Beau parleur autant que bon économe, Jean cumulait chez moi les fonctions d’interprète et celles d’intendant... Il n’aimait pas les occasions de dépenses nouvelles et semblait, en me soumettant le budget de mon jeune pensionnaire, vouloir me laisser seul responsable de ma prodigalité.

Boutou s’était présenté la veille sous une épaisse loque de drap grenat, débris d’une ancienne livrée usée à Paris par Jean, alors simple groom, au début de sa carrière. À ce haillon, on allait substituer une chemise, plus décente certainement, mais vraiment bien légère pour la température des hauts plateaux... Ma sollicitude paternelle s’en émut.
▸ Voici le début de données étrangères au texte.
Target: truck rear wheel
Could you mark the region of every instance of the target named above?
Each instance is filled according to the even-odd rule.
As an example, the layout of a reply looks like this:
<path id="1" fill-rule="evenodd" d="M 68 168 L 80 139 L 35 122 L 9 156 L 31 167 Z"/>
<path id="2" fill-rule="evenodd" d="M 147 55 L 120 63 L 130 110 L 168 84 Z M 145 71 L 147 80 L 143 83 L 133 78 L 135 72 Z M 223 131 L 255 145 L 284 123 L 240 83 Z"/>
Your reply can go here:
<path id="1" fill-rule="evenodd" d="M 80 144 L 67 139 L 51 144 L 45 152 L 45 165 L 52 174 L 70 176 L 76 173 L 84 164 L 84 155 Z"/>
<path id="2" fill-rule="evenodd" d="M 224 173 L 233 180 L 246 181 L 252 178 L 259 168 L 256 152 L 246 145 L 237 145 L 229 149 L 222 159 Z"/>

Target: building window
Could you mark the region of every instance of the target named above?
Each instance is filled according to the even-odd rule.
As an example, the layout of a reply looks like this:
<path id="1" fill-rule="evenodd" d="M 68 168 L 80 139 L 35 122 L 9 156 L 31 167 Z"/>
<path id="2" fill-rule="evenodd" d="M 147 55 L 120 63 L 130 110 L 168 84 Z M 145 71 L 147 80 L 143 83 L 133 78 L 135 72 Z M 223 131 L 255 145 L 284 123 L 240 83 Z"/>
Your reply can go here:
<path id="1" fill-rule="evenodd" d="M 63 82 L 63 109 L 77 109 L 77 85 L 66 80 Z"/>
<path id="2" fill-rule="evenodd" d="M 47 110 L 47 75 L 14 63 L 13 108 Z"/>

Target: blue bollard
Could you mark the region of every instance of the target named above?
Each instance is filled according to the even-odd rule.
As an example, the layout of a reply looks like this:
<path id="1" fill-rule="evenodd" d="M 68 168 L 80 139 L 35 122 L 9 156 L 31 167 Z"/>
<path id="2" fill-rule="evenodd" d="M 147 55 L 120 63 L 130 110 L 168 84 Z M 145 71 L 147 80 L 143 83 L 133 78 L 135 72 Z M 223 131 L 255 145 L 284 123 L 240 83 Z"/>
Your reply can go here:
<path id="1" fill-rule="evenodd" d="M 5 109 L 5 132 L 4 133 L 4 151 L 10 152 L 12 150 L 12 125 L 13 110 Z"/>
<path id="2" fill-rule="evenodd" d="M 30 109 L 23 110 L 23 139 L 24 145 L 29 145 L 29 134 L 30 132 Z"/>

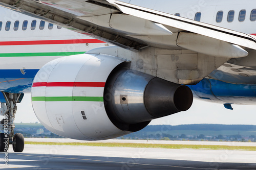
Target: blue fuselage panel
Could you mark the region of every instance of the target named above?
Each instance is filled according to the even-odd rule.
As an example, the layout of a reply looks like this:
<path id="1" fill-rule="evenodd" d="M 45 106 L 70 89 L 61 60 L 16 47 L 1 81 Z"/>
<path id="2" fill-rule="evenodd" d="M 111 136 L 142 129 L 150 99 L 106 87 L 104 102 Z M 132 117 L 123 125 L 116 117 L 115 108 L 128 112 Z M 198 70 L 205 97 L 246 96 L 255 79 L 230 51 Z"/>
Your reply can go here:
<path id="1" fill-rule="evenodd" d="M 15 93 L 30 93 L 39 69 L 1 69 L 0 90 Z"/>
<path id="2" fill-rule="evenodd" d="M 204 79 L 196 85 L 188 86 L 194 97 L 200 99 L 223 104 L 256 104 L 256 85 Z"/>

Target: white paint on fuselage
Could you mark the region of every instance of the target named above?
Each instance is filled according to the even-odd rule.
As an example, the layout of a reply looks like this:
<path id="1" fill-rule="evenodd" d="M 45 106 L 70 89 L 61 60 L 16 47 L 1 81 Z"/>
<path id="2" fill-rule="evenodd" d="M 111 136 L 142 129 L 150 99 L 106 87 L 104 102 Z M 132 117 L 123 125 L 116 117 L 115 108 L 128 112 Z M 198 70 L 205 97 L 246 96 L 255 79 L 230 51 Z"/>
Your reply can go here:
<path id="1" fill-rule="evenodd" d="M 31 22 L 36 20 L 34 30 L 31 29 Z M 24 21 L 28 21 L 26 30 L 23 30 Z M 6 31 L 6 22 L 11 21 L 9 31 Z M 15 21 L 19 21 L 19 27 L 14 30 Z M 3 22 L 0 31 L 0 42 L 10 41 L 29 41 L 40 40 L 62 40 L 94 39 L 88 36 L 61 28 L 58 29 L 54 26 L 52 30 L 48 28 L 49 23 L 45 22 L 45 28 L 40 30 L 40 20 L 26 15 L 22 13 L 0 7 L 0 21 Z M 31 53 L 67 53 L 84 52 L 99 46 L 105 45 L 105 43 L 69 43 L 57 44 L 0 45 L 1 54 L 21 54 Z M 0 57 L 0 69 L 40 69 L 47 62 L 61 56 L 35 57 Z M 24 56 L 24 55 L 20 55 Z"/>
<path id="2" fill-rule="evenodd" d="M 256 21 L 250 20 L 251 12 L 256 9 L 254 0 L 121 0 L 119 1 L 154 9 L 157 11 L 175 14 L 180 13 L 180 16 L 194 19 L 197 12 L 201 13 L 200 21 L 247 34 L 256 33 L 254 28 Z M 239 12 L 246 10 L 245 20 L 238 20 Z M 227 20 L 228 11 L 234 11 L 232 22 Z M 222 21 L 216 22 L 216 15 L 219 11 L 223 11 Z"/>

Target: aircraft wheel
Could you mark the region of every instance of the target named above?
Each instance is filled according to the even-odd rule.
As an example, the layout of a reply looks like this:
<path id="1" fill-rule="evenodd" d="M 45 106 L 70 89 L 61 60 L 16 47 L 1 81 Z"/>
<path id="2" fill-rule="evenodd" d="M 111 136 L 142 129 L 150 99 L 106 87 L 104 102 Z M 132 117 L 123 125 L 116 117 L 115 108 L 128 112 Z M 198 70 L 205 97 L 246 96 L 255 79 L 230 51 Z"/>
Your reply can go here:
<path id="1" fill-rule="evenodd" d="M 9 148 L 9 138 L 4 133 L 0 133 L 0 152 L 7 152 Z"/>
<path id="2" fill-rule="evenodd" d="M 22 152 L 24 149 L 24 137 L 21 133 L 16 133 L 12 139 L 12 148 L 15 152 Z"/>

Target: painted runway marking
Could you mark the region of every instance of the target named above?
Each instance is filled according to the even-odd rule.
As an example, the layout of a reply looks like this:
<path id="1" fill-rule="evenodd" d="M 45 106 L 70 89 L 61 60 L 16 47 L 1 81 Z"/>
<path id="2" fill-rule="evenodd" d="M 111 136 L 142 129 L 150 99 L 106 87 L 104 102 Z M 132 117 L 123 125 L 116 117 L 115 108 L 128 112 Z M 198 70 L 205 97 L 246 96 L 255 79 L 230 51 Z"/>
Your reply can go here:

Jean se mit à rire, assez irrévérencieusement.

— La veste rouge ! c’était pour faire honneur à Monsieur ! De sa vie le gamin n’a possédé de vêtement... Jusqu’ici son père et sa mère l’ont laissé patauger tout nu dans les rizières, à la pêche des crevettes, des crabes et des petits poissons... Ils ne savent pas encore habiller les enfans, ces sauvages-là!

Il les appelait sauvages... telle était la distance que le contact des Européens, un voyage en France, une assimilation partielle aux idées étrangères, avaient mise entre eux et lui...

Bientôt Boutou m’apparaissait tout joyeux de son nouveau costume. Arraché au monde des primitifs, devenu le fils du vazaha, il franchissait le seuil d’une vie supérieure, et, très fier, il se redressait comme un homme, en s’enveloppant d’une petite pièce rectangulaire de toile, son lamba.

Le lamba, cet élément principal du costume malgache, sert à la fois de langes aux enfans, de drap aux épousés, de linceul aux morts. Le nourrisson passe les premiers mois de sa vie sur le dos de sa mère, dans la poche qu’elle forme en rejoignant les extrémités du lamba par-dessous les bras et autour de la taille.